There is no doubt popularity of Greenlight has been falling as gamers grow increasingly tired of plowing through many mediocre or prototypical products without a real incentive or reward. However, what surprised me, was the worrying rate at which the decline seems to be occuring.
We have recently launched greenlight for Karaski: What Goes Up... a single-player, open-ended action-adventure uncovering the secrets of passangers onboard a sabotaged, Slavic airship. Analyzing my own stats and looking at numerous postmortems of others, I noticed a worrying pattern.
The Steam stats, aside from showing YOUR visitors, also show the top 50 games' visitors. Looking at the current date vs. the ones from other games in July and March, we see the average amount of people browsing Greenlight as follow:
03/2015: 21,548
07/2015: 15,100
10/2015: 7,805
Which translates to an average 1963 decrease per month!

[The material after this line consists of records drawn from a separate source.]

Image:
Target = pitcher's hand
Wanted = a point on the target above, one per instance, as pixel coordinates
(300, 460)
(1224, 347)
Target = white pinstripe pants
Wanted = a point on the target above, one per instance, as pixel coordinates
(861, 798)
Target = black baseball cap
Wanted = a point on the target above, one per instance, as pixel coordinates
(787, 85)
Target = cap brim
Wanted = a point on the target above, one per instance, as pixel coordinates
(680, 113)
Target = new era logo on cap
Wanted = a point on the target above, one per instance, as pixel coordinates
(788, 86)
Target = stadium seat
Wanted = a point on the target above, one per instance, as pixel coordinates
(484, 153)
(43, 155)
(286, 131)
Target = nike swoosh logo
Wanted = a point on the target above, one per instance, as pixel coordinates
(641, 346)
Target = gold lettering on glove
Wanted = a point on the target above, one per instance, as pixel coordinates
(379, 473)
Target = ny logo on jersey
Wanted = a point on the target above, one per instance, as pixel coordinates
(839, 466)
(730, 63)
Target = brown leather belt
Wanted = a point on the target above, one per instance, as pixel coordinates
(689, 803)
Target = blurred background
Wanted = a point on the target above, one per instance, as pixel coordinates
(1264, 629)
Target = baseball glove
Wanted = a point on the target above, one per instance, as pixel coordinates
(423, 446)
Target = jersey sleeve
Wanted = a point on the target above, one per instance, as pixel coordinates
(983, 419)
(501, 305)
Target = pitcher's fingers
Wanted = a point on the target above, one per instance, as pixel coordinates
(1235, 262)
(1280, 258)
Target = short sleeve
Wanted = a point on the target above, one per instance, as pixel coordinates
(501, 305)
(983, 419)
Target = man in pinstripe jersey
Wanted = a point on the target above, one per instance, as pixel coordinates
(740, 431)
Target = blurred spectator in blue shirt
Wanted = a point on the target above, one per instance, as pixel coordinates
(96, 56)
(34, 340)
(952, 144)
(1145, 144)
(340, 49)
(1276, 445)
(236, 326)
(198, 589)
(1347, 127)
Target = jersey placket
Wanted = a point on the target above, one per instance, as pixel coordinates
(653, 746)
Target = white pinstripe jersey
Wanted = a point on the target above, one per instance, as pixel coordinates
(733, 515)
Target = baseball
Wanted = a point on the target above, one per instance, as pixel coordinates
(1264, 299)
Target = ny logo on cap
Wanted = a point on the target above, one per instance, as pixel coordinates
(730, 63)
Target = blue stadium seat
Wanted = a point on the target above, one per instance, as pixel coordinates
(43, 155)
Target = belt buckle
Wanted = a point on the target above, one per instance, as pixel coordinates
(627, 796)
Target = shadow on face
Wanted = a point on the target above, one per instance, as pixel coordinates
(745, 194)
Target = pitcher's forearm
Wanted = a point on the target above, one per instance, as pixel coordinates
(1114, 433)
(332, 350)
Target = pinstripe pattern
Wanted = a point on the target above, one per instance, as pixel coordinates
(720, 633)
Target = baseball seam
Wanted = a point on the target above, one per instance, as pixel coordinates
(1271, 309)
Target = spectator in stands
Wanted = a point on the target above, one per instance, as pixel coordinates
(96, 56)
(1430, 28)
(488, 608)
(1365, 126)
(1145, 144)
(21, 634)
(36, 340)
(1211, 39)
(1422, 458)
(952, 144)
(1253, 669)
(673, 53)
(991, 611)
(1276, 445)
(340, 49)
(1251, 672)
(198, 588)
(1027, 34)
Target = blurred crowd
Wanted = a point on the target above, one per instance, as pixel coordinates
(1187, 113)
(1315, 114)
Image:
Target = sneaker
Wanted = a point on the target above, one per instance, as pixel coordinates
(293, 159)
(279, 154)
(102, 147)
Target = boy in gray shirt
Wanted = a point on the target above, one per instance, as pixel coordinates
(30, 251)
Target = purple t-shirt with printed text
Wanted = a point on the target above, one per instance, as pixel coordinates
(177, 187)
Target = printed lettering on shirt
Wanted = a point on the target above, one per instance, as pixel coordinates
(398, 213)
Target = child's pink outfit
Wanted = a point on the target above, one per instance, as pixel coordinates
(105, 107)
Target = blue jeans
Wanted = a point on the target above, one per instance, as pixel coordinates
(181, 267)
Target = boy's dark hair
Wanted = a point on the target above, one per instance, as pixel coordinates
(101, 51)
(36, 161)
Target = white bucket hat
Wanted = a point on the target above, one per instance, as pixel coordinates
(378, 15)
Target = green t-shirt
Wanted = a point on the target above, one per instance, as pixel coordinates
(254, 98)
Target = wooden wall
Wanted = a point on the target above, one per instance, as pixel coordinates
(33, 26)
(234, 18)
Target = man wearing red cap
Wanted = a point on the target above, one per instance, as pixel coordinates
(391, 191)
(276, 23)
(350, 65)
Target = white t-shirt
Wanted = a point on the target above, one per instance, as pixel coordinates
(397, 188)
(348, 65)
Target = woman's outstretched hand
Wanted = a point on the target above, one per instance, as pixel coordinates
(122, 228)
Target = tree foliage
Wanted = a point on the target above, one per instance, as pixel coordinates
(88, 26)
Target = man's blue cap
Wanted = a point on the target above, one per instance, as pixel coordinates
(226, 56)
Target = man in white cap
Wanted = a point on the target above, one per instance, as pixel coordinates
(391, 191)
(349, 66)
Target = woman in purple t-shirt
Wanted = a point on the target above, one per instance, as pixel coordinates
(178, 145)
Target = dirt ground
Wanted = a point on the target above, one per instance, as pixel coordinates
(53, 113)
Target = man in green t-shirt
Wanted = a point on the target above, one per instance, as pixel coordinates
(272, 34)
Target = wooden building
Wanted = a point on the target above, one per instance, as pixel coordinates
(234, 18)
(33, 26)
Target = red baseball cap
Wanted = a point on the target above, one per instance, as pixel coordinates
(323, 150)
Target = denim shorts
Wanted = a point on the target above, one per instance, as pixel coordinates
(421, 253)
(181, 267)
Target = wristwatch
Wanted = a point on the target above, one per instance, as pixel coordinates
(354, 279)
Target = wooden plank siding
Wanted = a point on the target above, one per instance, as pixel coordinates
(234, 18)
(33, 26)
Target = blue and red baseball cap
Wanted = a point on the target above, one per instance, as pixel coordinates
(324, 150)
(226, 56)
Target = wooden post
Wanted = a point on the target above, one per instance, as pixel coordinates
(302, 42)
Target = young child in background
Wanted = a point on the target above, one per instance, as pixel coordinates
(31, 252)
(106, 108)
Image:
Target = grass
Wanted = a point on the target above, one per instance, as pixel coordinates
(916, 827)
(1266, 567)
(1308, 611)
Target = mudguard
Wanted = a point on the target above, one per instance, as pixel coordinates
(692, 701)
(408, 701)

Granted it is just 3 data points so any conclusions must be taken with a grain of salt, but at this rate we are looking at only 1000 Greenlight visitors per month this coming Feb/March next year. Whoa!
Another odditiy - while total yes/no votes followed the decline, the Favorites and Followers actually increased in July, but fell back down again after. Perhaps excitment of summer months was responsible for that?
I'm not trying to be the harbinger of doom, and I genuinely think the intention behind Steam Greenlight is good, if the implementation severly flawed. I wouldn't be an indie dev today if it wasn't for my 1st game getting through the process, and I'm sure many others feel the same way. But it does not seem like the system is going to be up for much longer if things don't change dramatically.
There's been countless arguments for pros and cons of Greenlight as well as what needs to be fixed, so I don't want to get into the bigger debate. If we focus only on the declining number of visitors (rather than the system as a whole), it is clear people need a bigger incentive to play curators for games that perhaps, one day, maybe, sort of, will come out.
Valve has already implemented a pretty comprehensive marketplace full of badges, trading cargs, seasonal specials, and other little meta-rewards. If incentivising visitors is the goal, why not bring them into Greenlight? I could see providing more (tradable and craftable) badges and tradings cards for contributing to the voting process encouraging many players to go back to their queues.
Even better, why not for every 100 or 1000 votes the users got a promo code to obtain one of the voted on games for free or at a big discount? This creates a tangible feeling that voting on games can materialize in actual products in one's own library.
The obvious cavaet is that this would encourage people to milk the system, perhaps voting blindly just to earn rewards. However, if Valve wants to keep Greenlight around, then it's worth considering whether the influx of incentivized voters would be worth the potential swaying of farmers. To draw a parallel - many MMORPGs still struggle with this problem today and yet their economies have not collapsed.
I am leaving the question of what this all means and what will happen deliberately open-ended. The debate has raged since the very launch of Greenlight (and for good reasons!) and I do not wish to get into that quagmire here. Rather, this article is meant to bring home the reality of Greenlight's decline and provide some actual data when considering the next steps and future of publishing on Steam.